Probably a good start:
Hilton, P.
Non-cancellation phenomena in topology. Topics in topology (Proc. Colloq., Keszthely, 1972), pp. 405–416. Colloq. Math. Soc. Janos Bolyai, Vol. 8, North-Holland, Amsterdam, 1974. 
A: What follows is merely a reference to the excellent answer and comment by Karol Szumiło in this mathoverflow question asked by Mike Shulman. There, Karol provides arguments and bibliographic sources which prove the failure of Brown representability in the homotopy category of unpointed spaces, and in the homotopy category of not necessarily connected pointed spaces. Please upvote Karol's comment and answer, together with the question. For convenience, I review below the main points of that discussion.$\newcommand{\Ho}{\mathrm{Ho}}
\newcommand{\op}[1]{#1^{\mathrm{op}}}
\newcommand{\Set}{\mathrm{Set}}$
In the article "Splitting homotopy idempotents II", Peter Freyd and Alex Heller construct a very special homotopy idempotent $Bf:BF\to BF$, i.e. $Bf$ is an idempotent in $\Ho$, the homotopy category of spaces with the homotopy type of CW-complexes. Here, $F$ denotes Thompson's group, and $BF$ is its classifying space. Importantly, the homotopy idempotent $Bf:BF\to BF$ does not split, i.e. does not admit a retract in the homotopy category. This example was also constructed independently by Dydak in his 1977 article "A simple proof that pointed connected FANR-spaces are regular fundamental retracts of ANR's".
The idempotent $Bf:BF\to BF$ provides a retract $R$ of the representable functor $[-,BF]:\op{\Ho}\to\Set$, since idempotents do split in the category $\Set$ of sets. Then $R$ is necessarily half-exact, i.e. preserves small products and weak pullbacks; these are the conditions in Brown's representability theorem. However, $R$ is not representable since a representing object for $R$ would be a retract for $Bf:BF\to BF$ in $\Ho$. We can also apply the same argument to the pointed map $(Bf)_+ : (BF)_+ \to (BF)_+$ obtained by adding disjoint basepoints, giving a half-exact, non-representable functor $\op{(\Ho_\ast)}\to\Set$ on the pointed homotopy category.

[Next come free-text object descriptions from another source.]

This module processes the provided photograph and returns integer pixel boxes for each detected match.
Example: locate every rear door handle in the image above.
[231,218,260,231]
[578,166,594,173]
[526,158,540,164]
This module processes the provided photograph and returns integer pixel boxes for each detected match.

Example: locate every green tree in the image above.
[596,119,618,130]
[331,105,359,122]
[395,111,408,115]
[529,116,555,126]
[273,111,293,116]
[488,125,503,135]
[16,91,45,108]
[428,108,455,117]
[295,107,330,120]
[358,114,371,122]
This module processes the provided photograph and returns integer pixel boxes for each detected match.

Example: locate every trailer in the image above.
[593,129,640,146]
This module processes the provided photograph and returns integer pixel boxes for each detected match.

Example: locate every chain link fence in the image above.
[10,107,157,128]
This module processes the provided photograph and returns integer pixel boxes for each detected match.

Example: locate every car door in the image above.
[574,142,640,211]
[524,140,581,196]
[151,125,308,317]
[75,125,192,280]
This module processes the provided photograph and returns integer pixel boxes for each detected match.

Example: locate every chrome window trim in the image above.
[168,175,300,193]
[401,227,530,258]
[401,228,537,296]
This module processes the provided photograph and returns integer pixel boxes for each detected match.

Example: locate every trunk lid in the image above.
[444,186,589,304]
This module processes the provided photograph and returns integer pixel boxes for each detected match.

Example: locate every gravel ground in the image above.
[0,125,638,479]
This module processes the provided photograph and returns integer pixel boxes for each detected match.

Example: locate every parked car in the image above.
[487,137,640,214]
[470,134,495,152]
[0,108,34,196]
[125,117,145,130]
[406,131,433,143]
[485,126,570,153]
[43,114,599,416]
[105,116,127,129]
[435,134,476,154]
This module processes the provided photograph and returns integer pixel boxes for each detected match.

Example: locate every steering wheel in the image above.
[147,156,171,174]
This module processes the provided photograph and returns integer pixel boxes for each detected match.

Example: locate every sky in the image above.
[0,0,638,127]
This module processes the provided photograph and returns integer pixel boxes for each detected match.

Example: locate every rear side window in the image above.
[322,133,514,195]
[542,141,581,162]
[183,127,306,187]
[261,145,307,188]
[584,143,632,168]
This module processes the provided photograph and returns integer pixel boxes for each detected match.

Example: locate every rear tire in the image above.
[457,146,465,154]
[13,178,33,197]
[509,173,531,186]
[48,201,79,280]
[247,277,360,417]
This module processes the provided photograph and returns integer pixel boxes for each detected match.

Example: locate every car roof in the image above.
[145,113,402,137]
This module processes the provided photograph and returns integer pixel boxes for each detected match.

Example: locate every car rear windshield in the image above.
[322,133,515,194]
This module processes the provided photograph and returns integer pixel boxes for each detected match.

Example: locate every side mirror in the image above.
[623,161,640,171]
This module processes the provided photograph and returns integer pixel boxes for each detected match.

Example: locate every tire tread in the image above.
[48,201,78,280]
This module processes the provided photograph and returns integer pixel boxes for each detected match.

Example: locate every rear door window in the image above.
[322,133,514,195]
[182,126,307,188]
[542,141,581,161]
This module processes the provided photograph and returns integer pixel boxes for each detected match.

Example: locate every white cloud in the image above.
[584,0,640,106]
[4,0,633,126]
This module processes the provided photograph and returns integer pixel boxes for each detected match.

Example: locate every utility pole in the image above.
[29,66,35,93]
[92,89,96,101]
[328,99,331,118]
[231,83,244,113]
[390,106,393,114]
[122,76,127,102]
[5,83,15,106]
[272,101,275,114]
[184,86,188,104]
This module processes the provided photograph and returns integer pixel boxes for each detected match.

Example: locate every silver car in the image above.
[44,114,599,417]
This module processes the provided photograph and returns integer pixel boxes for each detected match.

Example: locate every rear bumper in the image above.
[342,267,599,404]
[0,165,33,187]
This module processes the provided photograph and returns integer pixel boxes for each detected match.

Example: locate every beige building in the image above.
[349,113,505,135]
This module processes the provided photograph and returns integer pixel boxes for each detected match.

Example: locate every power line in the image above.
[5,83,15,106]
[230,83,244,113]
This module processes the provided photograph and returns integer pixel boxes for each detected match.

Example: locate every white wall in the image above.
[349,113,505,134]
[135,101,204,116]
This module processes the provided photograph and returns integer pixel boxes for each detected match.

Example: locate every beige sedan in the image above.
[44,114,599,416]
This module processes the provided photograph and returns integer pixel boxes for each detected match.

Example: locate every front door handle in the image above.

More examples of the failure of Brown representability are described by Alex Heller in the article "On the representability of homotopy functors", which provides some more fascinating insights into the phenomenon of Brown representability. In particular, that article gives a functor $N:\op{\Ho}\to\Set$ which is half-exact, but is not even a retract of any representable functor. The functor $N$ is defined for each space $X$ by
$$ N(X)=\prod_{[x]\in\pi_0(X)} S\bigl(\pi_1(X,x)\bigr) $$
where $S(G)$ is the set of normal subgroups of $G$, for each group $G$. Observe that the choice of $x\in X$ representing $[x]\in\pi_0 X$ is inconsequential. For a homotopy class of maps $[f]:X\to Y$ in $\Ho$, the function $N([f])$ is given by taking preimages of normal subgroups by $f_\ast:\pi_1(X,x)\to\pi_1(Y,f(x))$. Then $N$ is not a retract of a representable functor because normal subgroups of $\pi_1(X,x)$ can have arbitrarily large index if one varies the space $X$.